Giwo menuturkan, selama hidupnya, dr Rubini yang waktu itu menjabat sebagai Kepala Rumah Sakit Daerah, begitu banyak memberikan perhatian kepada korban kekerasan dari kalangan perempuan dan anak. 

Karena melihat kondisi inilah, dr Rubini akhirnya membentuk gerakan bawah tanah dengan melihat para pasiennya yang sebagian besar perempuan dan anak yang menjadi korban kekerasan seksual oleh penjajah.

Kegigihannya melawan penjajah telah mengorbankan jiwa dan raga, sehingga dr. Rubini beserta istrinya yang sedang hamil, dan rakyat Kalimantan Barat lainnya, wafat di tangan penjajah. Peristiwa itu dikenal sebagai Tragedi Mandor.

Tragedi Mandor adalah peristiwa paling kelam di Kalimantan Barat.  Puluhan ribu orang selama kurun waktu tahun 1942 -- 1944 dibunuh secara keji oleh tentara pendudukan Jepang.

Para korban terdiri dari tokoh masyarakat, cerdik pandai, raja, sultan, panembahan dan hartawan. Dalam peristiwa pembunuhan masal di Mandor itu dr. Rubini dan istri, Amalia Rubini, turut menjadi korban. 

Beritanya dimuat dalam koran Borneo Shimbun Pontianak edisi tahun kedua nomor 135 tanggal 1 Juli 1944.

Pembunuhan besar-besaran tersebut terjadi pada 28 Juni 1944 di Mandor. Sebagai bentuk penghormatan kepada para korban maka setiap 28 Juni diperingati sebagai "Hari Berkabung Daerah Kalimantan Barat".

Namun, masih banyak masyarakat Indonesia yang berada di luar Kalimantan Barat belum mengetahuinya.

"Apa yang diperjuangkan dr Rubini sejalan dengan visi dan misi Kowani yakni menjaga harkat dan martabat kaum perempuan. Tujuannya agar apa yang dilakukan dr Rubini melalui gerakan melawan kekerasan seksual menjadi inspirasi dan role model generasi sekarang," tutur Giwo. 

Karena itu, sudah sepatutnya Kowani berada di garda terdepan dalam proses pengusulan dr Rubini menjadi pahlawan nasional bersama tokoh masyarakat Kabupaten Mempawah dan propinsi Kalbar.
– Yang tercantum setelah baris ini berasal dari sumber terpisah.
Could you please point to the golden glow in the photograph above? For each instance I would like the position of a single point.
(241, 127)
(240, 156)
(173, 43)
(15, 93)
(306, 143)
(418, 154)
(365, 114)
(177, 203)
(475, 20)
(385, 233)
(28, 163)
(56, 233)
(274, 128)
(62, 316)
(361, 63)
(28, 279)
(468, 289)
Kowani sendiri adalah organisasi federasi perempuan terbesar dan tertua di Indonesia dengan anggota berjumlah 102 organisasi di tingkat pusat dan sekitar 90 juta anggota yang tersebar hingga akar rumput. 

Dalam kiprahnya, Kowani sudah berhasil mengantarkan tokoh pejuang asal Aceh Laksamana Malahayati dan jurnalis perempuan asal Sumatera Barat Rohana Kudus sebagai pahlawan nasional.

Dokumen pribadi
Dokumen pribadi

Hamzah Haz, Wakil Presiden periode 2001-2004, yang juga warga Kalimantan Barat, juga menyambut positif usulan tersebut. 

Dalam video sambutannya, ia mendukung penuh usulan dr Rubini menjadi pahlawan nasional. Terlebih dr Rubini telah menjadi teladan dalam hal perjuangan dan pengorbanan bagi ibu pertiwi.

Dukungan serupa juga disampaikan Soraya Hamzah Haz. Meski tidak banyak mengenal dr Rubini, tetapi membaca kisah hidupnya, Soraya merasakan kepedihan yang luar biasa. 

"Saya menangis ketika membaca kisah belia. Karena itu sudah sewajarnya negara memberikan penghargaan gelar pahlawan," tukas Soraya.

Sementara itu, ahli waris keluarga dr Rubini, Prof. Widya Artini Wiyogo, menyampaikan apresiasi dan terimakasih kepada semua pihak yang telah berjuang bersama mengusulkan dr Rubini sebagai pahlawan nasional.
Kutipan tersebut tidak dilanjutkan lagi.